Regarding how data for incident reports are gathered. Someone had
mentioned the experimental that ground looped and was whisked away
before any pesky official types nosed around. Another guy I know lost
an oil line on his Rotax 912 and, after the engine siezed, landed in
the brush out near Hemet. He hiked out, and came back with a trailer,
nothing reported even though he made a call on the radio on his glide
down from 6,000 AGL.

I also understand that an emergency off airport landing is not a
reported incident if there is no property damage. So if I lose power
and land on a freeway, as long as I'm able to merge with traffic and
not hit anything, it doesn't end up in the statistics. So this means
the incident stats are showing a more rosey impression than is real of
the state of reliability of GA.

Ron Wanttaja wrote in message . ..
On Wed, 03 Dec 2003 10:59:02 -0700, Mark Hickey wrote:

Let's not rule out the one advantage of the fuel dump we haven't
discussed - that anyone who had to deadstick in due to fuel starvation
could then claim he had dumped the fuel to prepare for the deadstick
landing.

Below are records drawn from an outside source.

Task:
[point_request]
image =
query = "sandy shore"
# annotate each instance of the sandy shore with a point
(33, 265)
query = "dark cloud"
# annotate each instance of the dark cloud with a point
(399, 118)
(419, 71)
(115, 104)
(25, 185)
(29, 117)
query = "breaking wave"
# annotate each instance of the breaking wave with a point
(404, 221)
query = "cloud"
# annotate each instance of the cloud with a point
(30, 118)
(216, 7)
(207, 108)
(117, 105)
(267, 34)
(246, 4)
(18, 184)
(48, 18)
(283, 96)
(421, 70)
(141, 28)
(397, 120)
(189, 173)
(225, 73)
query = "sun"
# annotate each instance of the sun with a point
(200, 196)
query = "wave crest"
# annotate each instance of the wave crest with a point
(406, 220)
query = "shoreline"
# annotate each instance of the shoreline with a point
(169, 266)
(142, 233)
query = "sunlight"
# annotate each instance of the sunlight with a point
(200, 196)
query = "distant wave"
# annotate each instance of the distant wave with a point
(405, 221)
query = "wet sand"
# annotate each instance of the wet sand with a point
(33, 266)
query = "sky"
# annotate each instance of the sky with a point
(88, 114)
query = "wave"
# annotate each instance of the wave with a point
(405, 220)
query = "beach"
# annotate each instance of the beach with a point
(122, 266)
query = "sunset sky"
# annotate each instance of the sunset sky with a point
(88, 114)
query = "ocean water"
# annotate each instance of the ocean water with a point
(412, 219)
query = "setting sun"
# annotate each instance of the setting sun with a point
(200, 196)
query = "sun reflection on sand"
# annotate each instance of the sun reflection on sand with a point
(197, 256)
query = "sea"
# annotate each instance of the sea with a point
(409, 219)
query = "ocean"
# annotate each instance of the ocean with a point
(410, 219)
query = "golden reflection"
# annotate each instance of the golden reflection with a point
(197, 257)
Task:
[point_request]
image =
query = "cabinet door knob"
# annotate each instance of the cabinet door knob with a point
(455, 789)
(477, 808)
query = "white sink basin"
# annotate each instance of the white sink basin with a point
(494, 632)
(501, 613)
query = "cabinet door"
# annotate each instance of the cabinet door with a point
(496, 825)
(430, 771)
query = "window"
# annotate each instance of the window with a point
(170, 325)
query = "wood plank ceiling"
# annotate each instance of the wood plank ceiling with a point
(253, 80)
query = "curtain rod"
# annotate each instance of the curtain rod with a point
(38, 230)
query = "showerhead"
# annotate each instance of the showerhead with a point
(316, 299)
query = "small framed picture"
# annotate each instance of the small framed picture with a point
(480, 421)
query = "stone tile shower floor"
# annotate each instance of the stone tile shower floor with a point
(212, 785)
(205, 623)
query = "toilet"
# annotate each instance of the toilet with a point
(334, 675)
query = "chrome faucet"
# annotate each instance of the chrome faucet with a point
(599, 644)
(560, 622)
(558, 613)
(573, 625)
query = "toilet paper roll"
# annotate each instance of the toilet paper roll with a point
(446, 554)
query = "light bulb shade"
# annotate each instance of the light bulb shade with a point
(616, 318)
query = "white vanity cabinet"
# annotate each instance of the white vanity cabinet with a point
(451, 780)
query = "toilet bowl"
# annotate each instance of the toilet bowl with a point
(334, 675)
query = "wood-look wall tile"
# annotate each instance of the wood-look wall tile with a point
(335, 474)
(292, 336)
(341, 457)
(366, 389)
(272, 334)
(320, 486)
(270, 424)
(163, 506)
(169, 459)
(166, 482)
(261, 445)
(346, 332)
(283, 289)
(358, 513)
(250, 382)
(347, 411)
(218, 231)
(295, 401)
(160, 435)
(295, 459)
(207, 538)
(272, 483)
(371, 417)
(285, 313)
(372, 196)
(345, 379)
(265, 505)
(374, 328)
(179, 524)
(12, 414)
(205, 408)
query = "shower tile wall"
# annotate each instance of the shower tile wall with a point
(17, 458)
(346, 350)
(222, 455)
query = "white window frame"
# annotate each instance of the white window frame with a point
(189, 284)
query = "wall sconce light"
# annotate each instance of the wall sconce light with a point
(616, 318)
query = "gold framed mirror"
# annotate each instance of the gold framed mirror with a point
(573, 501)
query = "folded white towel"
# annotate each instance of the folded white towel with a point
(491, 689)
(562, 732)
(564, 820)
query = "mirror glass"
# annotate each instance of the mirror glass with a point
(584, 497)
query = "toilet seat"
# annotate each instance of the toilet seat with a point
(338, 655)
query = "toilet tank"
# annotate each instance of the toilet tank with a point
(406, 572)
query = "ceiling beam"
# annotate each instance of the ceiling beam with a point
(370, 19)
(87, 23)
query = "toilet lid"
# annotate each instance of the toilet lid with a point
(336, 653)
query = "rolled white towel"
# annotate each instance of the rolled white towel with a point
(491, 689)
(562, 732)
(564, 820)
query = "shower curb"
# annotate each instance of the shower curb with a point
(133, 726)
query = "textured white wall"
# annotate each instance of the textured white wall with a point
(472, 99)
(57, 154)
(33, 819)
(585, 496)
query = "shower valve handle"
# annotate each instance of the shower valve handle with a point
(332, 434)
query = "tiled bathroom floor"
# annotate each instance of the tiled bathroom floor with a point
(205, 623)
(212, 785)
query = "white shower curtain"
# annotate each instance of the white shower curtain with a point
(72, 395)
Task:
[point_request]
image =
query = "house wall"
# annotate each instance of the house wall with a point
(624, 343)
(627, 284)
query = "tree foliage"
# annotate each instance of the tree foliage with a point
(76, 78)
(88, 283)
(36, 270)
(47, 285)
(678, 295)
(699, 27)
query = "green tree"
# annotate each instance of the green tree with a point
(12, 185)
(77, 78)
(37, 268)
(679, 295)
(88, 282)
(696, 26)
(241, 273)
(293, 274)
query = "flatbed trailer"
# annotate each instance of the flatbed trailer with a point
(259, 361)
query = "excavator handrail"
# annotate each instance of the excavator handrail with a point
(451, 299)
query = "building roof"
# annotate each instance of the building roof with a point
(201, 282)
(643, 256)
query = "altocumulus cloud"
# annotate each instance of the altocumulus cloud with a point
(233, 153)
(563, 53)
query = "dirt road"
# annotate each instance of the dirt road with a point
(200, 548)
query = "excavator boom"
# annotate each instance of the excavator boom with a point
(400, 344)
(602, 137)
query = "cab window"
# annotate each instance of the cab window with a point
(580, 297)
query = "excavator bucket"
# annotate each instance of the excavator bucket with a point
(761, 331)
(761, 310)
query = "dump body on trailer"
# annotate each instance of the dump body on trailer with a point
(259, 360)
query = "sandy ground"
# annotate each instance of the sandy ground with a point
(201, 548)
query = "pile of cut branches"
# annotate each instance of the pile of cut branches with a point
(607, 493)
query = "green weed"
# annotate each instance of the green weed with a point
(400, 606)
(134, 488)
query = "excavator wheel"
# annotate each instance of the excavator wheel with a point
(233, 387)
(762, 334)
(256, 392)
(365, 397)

Sure, he'd have some 'splainin' to do when the beast fires
right up when resupplied with go-juice, but he could always pull a
Unka BOb and claim it was just one of those evil intermittent auto
engine systems.


Actually, he might not have to explain too much. This sort of scenario
does happen (where the engine runs OK afterwards), and the NTSB usually
just chalks it up to "Engine failure for undetermined reasons."